Answer: They both believe in the benefits of the ‘aggregation of marginal gains’.
I had the honour and privilege of hearing Sir Chris Hoy speak at an Entrepreneur’s Convention last year. What an inspiration that man is. Before he spoke I was aware, as most people are, that he is badged as ‘Britain’s Greatest Olympian’. However, until I heard him talk in detail about what he had achieved and, more importantly, how he had achieved it I had no idea just how ‘Great’ he was.
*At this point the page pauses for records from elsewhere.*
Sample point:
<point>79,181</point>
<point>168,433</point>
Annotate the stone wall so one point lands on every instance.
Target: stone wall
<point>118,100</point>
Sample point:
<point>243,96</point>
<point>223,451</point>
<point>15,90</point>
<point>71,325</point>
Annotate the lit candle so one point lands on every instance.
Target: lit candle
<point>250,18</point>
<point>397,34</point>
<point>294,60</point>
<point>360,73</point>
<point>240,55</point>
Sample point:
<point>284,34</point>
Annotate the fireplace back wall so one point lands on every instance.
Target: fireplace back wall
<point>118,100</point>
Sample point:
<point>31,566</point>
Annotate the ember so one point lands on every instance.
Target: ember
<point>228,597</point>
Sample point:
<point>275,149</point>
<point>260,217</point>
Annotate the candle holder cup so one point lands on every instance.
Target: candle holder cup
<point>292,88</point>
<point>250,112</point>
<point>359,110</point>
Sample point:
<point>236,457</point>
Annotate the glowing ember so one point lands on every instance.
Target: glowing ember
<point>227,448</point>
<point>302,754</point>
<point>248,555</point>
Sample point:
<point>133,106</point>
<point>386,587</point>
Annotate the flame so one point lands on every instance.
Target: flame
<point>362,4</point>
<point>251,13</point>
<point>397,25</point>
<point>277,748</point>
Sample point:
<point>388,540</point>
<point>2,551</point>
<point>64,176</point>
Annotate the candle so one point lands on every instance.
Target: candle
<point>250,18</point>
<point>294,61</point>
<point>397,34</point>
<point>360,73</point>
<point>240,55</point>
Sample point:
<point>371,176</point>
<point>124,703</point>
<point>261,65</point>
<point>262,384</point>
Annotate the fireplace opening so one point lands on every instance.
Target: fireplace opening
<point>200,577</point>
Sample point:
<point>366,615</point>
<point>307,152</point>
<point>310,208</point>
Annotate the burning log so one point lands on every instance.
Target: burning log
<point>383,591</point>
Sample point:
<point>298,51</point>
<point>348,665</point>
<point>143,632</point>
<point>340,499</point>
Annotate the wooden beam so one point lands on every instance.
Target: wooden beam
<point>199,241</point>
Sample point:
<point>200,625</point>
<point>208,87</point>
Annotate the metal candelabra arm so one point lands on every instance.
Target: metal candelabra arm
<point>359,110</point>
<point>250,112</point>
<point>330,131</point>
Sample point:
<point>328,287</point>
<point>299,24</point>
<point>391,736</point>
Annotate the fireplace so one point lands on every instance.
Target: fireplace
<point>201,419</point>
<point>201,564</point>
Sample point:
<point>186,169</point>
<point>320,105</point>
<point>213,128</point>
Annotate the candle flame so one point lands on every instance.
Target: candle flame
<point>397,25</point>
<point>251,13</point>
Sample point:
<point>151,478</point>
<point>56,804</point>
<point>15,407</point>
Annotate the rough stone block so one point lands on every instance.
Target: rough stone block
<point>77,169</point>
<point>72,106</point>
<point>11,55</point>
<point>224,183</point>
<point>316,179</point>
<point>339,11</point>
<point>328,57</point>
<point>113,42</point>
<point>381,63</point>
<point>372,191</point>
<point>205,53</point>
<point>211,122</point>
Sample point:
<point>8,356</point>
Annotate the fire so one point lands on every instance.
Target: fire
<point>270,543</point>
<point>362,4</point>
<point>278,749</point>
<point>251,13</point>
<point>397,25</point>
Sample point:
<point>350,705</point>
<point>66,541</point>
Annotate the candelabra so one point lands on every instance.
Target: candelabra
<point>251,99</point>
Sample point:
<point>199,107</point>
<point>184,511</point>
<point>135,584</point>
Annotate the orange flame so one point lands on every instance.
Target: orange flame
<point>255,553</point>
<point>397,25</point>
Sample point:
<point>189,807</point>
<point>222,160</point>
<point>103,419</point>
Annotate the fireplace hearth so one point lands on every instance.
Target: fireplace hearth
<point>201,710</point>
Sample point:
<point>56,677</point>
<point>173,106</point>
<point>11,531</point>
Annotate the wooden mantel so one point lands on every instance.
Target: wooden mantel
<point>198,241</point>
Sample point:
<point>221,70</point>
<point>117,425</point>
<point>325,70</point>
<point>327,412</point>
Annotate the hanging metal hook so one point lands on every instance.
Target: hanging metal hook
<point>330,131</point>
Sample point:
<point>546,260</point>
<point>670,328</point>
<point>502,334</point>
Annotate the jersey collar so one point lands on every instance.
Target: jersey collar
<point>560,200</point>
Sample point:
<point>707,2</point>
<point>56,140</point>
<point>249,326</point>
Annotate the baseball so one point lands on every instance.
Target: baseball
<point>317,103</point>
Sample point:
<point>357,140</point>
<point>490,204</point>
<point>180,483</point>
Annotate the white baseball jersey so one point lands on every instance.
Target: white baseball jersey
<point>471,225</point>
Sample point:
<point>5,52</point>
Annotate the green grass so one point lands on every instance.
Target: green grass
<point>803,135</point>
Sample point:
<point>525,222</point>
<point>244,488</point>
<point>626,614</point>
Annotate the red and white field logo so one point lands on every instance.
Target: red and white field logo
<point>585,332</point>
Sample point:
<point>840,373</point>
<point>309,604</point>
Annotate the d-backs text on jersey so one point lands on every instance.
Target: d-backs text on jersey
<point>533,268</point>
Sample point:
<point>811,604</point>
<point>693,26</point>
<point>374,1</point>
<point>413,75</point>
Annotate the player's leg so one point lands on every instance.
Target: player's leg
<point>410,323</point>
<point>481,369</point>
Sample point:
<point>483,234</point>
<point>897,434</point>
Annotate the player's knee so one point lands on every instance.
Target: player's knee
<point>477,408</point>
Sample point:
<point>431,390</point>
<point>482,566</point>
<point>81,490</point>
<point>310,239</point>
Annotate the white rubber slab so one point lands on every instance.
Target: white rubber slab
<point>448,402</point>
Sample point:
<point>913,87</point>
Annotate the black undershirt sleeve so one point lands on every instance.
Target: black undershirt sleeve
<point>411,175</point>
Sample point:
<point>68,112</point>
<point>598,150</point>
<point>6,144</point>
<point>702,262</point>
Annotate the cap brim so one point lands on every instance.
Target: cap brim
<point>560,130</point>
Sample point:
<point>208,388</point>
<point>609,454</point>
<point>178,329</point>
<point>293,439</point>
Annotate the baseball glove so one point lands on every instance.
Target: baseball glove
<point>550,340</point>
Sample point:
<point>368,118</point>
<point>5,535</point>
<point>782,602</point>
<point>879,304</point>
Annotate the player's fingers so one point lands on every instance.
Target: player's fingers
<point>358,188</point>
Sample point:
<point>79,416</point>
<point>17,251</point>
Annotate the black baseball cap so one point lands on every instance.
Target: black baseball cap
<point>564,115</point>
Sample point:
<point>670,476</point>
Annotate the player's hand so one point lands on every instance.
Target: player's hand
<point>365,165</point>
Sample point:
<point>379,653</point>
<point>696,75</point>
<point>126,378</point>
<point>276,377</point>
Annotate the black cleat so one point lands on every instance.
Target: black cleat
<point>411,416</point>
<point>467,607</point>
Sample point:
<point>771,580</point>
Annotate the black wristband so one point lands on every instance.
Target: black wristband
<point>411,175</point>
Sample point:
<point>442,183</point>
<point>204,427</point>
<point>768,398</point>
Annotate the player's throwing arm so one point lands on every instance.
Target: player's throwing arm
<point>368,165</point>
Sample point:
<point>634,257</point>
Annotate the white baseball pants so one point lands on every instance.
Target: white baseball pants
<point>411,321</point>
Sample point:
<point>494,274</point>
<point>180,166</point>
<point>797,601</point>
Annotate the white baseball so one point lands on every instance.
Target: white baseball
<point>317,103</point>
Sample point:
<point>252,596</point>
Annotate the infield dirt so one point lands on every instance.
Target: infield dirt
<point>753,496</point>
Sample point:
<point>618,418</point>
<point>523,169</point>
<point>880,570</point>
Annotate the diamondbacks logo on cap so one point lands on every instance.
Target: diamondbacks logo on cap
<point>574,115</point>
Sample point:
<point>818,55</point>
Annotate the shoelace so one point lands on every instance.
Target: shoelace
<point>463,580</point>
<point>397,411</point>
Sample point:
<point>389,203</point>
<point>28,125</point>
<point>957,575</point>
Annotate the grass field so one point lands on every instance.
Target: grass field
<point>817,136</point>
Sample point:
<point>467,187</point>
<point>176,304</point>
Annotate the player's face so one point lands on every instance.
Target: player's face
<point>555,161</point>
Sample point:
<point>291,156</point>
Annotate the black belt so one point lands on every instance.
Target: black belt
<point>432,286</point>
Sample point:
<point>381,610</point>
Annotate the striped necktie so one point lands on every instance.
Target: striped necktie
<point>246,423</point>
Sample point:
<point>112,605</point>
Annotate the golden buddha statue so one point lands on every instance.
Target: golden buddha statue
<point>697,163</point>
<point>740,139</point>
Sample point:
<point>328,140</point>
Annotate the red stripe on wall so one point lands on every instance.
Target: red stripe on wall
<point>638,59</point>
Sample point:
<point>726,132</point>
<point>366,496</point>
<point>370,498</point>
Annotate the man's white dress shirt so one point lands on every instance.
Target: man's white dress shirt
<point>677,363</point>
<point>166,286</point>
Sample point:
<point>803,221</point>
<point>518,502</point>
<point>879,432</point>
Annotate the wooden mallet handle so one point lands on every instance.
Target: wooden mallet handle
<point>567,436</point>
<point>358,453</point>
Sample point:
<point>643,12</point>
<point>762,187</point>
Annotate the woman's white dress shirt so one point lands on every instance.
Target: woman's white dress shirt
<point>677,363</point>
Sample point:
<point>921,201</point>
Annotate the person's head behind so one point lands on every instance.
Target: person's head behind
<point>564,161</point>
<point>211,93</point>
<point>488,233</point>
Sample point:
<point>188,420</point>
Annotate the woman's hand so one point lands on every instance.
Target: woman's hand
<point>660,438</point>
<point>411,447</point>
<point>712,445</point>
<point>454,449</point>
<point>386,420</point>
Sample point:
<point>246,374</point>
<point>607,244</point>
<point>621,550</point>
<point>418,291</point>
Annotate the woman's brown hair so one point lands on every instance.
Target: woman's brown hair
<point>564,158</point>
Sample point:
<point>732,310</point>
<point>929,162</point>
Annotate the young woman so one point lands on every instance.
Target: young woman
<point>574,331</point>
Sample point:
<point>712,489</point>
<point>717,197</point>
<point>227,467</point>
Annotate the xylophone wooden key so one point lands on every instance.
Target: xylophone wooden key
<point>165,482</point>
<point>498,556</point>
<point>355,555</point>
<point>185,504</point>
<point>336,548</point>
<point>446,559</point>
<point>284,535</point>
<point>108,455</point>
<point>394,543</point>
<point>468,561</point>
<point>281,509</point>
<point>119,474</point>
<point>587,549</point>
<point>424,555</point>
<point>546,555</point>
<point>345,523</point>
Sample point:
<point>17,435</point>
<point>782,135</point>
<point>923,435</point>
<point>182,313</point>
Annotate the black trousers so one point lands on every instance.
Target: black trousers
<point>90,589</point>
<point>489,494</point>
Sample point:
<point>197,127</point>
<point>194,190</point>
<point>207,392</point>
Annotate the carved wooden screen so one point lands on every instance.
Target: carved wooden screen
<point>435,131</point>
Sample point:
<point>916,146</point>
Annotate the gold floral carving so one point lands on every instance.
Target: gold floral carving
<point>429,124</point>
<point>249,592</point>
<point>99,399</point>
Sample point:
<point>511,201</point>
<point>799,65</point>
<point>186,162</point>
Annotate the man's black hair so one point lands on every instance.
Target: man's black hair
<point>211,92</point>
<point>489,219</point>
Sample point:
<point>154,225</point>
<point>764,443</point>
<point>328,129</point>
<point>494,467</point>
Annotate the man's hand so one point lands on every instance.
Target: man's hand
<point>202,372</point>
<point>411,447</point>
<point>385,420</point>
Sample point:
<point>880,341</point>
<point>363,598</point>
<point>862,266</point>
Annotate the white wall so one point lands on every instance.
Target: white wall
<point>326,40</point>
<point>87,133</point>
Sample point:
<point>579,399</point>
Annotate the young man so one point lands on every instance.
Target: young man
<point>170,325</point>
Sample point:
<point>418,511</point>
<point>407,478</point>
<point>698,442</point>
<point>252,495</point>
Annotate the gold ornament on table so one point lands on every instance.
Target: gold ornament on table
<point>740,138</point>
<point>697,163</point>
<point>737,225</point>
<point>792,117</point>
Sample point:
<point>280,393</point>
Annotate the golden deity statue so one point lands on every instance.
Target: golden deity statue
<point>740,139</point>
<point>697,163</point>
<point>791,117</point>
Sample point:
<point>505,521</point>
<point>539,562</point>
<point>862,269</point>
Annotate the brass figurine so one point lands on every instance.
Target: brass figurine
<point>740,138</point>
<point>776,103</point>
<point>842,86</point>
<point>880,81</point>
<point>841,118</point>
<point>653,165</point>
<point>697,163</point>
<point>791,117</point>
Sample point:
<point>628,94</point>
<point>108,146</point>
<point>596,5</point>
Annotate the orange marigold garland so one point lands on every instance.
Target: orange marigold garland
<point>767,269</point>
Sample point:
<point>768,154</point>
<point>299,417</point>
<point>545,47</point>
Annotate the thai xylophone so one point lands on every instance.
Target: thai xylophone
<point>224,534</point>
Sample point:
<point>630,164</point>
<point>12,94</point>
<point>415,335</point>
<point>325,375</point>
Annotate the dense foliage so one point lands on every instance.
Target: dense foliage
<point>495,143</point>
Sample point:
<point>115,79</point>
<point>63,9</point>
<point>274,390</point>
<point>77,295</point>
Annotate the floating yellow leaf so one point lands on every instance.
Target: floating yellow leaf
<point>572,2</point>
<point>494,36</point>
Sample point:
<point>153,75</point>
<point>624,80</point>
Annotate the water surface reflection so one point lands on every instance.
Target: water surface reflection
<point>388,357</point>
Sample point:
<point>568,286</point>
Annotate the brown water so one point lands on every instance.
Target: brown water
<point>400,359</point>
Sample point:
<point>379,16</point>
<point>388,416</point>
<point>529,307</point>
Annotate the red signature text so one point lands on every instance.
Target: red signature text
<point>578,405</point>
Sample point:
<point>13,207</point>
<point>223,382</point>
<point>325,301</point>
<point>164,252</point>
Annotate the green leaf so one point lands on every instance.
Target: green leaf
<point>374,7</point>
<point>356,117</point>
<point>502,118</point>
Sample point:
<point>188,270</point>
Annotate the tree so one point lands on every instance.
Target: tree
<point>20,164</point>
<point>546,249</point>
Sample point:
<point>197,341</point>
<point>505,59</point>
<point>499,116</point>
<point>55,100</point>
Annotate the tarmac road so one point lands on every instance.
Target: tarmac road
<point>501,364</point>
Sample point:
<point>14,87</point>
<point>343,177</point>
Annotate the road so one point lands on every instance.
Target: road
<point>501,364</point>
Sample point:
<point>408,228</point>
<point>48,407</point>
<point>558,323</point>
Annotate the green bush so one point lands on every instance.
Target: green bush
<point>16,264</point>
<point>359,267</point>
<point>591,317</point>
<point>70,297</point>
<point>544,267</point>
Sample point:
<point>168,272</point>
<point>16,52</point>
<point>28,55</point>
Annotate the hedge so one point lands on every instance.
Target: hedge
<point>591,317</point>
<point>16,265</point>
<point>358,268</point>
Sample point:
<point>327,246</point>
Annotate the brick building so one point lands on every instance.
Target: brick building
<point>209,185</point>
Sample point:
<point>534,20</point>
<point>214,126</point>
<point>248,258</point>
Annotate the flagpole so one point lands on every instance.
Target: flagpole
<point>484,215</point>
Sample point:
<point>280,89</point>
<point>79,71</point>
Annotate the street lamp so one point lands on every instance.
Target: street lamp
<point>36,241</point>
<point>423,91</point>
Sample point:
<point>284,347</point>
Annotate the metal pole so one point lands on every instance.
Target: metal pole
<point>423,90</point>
The focus, energy, time, and sheer determination he has put in to achieve what he has is mind-blowing. He talked about his training regime and how there were days he really wanted to stay in bed but his complete dedication to achievement of his goals always drove him on.
The thing the really resonated with me though was his total belief in Dave Brailsford’s (Team GB’s Cycling Performance Director) “aggregation of marginal gains”. Put simply this is “how small improvements in a number of different aspects of what we do can have a huge impact to the overall performance of the team.” When you are racing at the level these guys and girls are, the difference between winning and losing can be fractions of a second. You are not going to start shaving 10% off of times when you’re at peak performance levels. As such you can understand that very small, marginal gains in every area can make the difference between winning and losing.
Just check out this video of Sir Chris at the 2004 Olympics in Athens to understand what I mean.
Sir Chris talked about how simple things like how taking their own pillow and mattresses with them everywhere meant that they felt more ‘at home’ in hotels and so their sleep was improved. Then there were more technical aspects such as the infamous ‘hot pants’ the cyclists wore before the start of a race to keep their leg muscles at the optimum temperature between the warm up and race start. All these things, along with many others served to make the difference between winning and losing.
I think what is interesting about this philosophy is that it applies as much to the business of procurement as it does to sport. If, as a bursar, you and your team are at the peak of your purchasing performance, you’re not to be making large sweeping reductions in your costs. However, a small percentage reduction here or there will soon add up to reasonable sums – the aggregation of marginal gains.
We often find that school bursars haven’t the time to look at those spend categories that are lower down the P&L but, by missing them out, you are potentially losing out on reasonable reductions in your expenditure.
Think about that over the coming weeks and months and see what a difference it makes to your school.